Microsoft researchers have discovered multiple memory allocation and remote code execution vulnerabilities in the operating systems for a wide range of commercial, medical and operational technology Internet of Things devices. The vulnerabilities are caused by memory allocation Integer Overflow or Wraparound bugs.

The collection of these 25 security flaws are known as BadAlloc and affect at least 25 different products made by more than a dozen organizations, including Amazon, ARM, Google Cloud, Samsung, RedHat, Apache and others.  Threat actors can exploit them to trigger system crashes and execute malicious code remotely on vulnerable IoT and OT systems.

As of now, exploits leveraging the vulnerabilities haven’t been spotted in the wild, but they offer potential attackers a broad surface area to do damage.

According to an overview compiled by the Cybersecurity and Infrastructure Security Agency, 17 of the affected product already have patches available, while the rest either have updates planned or are no longer supported by the vendor and won’t be patched.

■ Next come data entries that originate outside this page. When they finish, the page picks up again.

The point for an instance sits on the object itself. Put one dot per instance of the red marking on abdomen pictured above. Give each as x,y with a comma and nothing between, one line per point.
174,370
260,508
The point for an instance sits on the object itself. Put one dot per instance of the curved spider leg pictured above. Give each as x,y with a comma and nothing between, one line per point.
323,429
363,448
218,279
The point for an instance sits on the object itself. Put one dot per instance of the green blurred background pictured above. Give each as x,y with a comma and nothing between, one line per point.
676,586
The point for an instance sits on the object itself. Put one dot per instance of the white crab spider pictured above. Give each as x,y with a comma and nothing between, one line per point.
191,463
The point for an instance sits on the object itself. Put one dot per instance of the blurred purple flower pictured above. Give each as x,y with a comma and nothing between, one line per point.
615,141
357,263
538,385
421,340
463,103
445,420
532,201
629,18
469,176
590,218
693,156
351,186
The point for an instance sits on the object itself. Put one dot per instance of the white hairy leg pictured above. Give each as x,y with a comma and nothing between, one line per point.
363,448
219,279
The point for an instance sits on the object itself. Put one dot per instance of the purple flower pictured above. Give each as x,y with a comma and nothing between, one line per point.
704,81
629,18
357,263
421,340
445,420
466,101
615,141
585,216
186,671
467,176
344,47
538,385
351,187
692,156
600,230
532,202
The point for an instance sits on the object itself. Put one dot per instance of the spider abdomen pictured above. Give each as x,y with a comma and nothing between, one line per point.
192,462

The vulnerabilities were found by Microsoft’s researchers in standard memory allocation functions widely used in multiple real-time operating systems (RTOS), C standard library (libc) implementations, and embedded software development kits (SDKs).

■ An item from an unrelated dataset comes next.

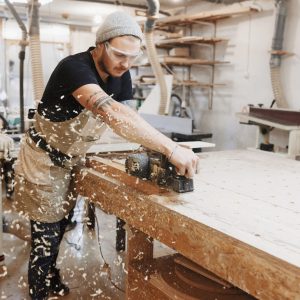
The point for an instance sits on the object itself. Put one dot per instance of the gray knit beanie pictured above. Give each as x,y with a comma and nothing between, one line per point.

According to IoT security team “the research shows that memory allocation implementations written throughout the years as part of IoT devices and embedded software have not incorporated proper input validations.”

“Without these input validations, an attacker could exploit the memory allocation function to perform a heap overflow, resulting in execution of malicious code on a target device.”

Affected Devices

Vulnerable IoT and OT devices impacted by the BadAlloc vulnerabilities can be found on consumer, medical, and industrial networks.

“Given the pervasiveness of IoT and OT devices, these vulnerabilities, if successfully exploited, represent a significant potential risk for organizations of all kinds,” Microsoft wrote

The complete list of devices affected by BadAlloc includes:

• Amazon FreeRTOS, Version 10.4.1
• Apache Nuttx OS, Version 9.1.0
• ARM CMSIS-RTOS2, versions prior to 2.1.3
• ARM Mbed OS, Version 6.3.0
• ARM mbed-uallaoc, Version 1.3.0
• Cesanta Software Mongoose OS, v2.17.0
• eCosCentric eCosPro RTOS, Versions 2.0.1 through 4.5.3
• Google Cloud IoT Device SDK, Version 1.0.2
• Linux Zephyr RTOS, versions prior to 2.4.0
• Media Tek LinkIt SDK, versions prior to 4.6.1
• Micrium OS, Versions 5.10.1 and prior
• Micrium uCOS II/uCOS III Versions 1.39.0 and prior
• NXP MCUXpresso SDK, versions prior to 2.8.2
• NXP MQX, Versions 5.1 and prior
• Redhat newlib, versions prior to 4.0.0
• RIOT OS, Version 2020.01.1
• Samsung Tizen RT RTOS, versions prior 3.0.GBB
• TencentOS-tiny, Version 3.1.0
• Texas Instruments CC32XX, versions prior to 4.40.00.07
• Texas Instruments SimpleLink MSP432E4XX
• Texas Instruments SimpleLink-CC13XX, versions prior to 4.40.00
• Texas Instruments SimpleLink-CC26XX, versions prior to 4.40.00
• Texas Instruments SimpleLink-CC32XX, versions prior to 4.10.03
• Uclibc-NG, versions prior to 1.0.36
• Windriver VxWorks, prior to 7.0

Recommendations:

The vulnerabilities were found and reported to CISA and impacted vendors by security researchers David Atch, Omri Ben Bassat, and Tamir Ariel from Microsoft’s ‘Section 52’ Azure Defender for IoT research group.

To decrease exploitation risk, CISA recommends organizations using devices vulnerable to BadAlloc attacks to:

• Apply available vendor updates.
• Minimize network exposure for all control system devices and/or systems, and ensure that they are not accessible from the Internet.
• Locate control system networks and remote devices behind firewalls, and isolate them from the business network.
• When remote access is required, use secure methods, such as Virtual Private Networks (VPNs), recognizing VPNs may have vulnerabilities and should be updated to the most current version available. Also, remember that VPN is only as secure as its connected devices.

In case vulnerable devices cannot be patched immediately, Microsoft highly advises:

• Reducing the attack surface by minimizing or eliminating exposure of vulnerable devices to the internet.
• Implementing network security monitoring to detect behavioral indicators of compromise.
• Strengthening network segmentation to protect critical assets.

CISA also reminds organizations to perform proper impact analysis and risk assessment prior to deploying defensive measures.

Organizations observing any suspected malicious activity should follow their established internal procedures and report their findings to CISA for tracking and correlation against other incidents.